日本のものづくりを支援し、地方創生など地域に密着した事業を展開する株式会社TOKIO。その取り組みは、昨今、何かと耳にする「SDGs=Sustainable Development Goals(持続可能な開発目標)」そのもの。福島県庁内に『TOKIO課』を設置し、復興を応援するべく県産品の魅力をPRするなど、その活動はソーシャルイシューの解決に密接に関わっています。
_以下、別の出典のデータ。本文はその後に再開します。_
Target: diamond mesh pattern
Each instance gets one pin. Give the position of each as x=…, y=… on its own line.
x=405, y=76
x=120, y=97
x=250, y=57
しかし、国分さんは昔から社会貢献に関心があったわけではないと言います。

「10〜20代の頃は社会に関する関心なんてまったくなかったです。頭の中は売れたいしかなかった(笑)。『ザ!鉄腕!DASH!!』に関しても最初からSDGsを意識していたわけではないんです。『DASH村』は日本地図にDASHの文字を載せるというのが最初の目的で、それがいつの間にかどんどん自分たちで農業をやるようになって。『0円食堂』のような本来廃棄されるはずだった食材を使って料理をつくる企画が生まれたり、気づいたら自分たちのやっていたことがSDGsにリンクするようになったという感じなんです」

 

自身のキャリア形成に関しても、決して自覚的なタイプではなかったのだとか。

「僕はずっと目標を立てずに芸能界にいた気がするんですよ。自分からこれがやりたいというはっきりとした意志はなく、来た仕事をとにかくやってきた感じ。ありがたいことに司会のお仕事を多くいただくようになりましたけど、だからと言ってじゃあMCの道を極めようとか、そんなこともほとんど考えていなかったかな」

と言うものの、『オーラの泉』や『男子ごはん』など数々の人気番組に携わり、『いっぷく!』『ビビット』と帯番組のMCに挑戦。2014年から2016年の3年間に渡り、タレント番組出演本数ランキングで年間トップに輝きました。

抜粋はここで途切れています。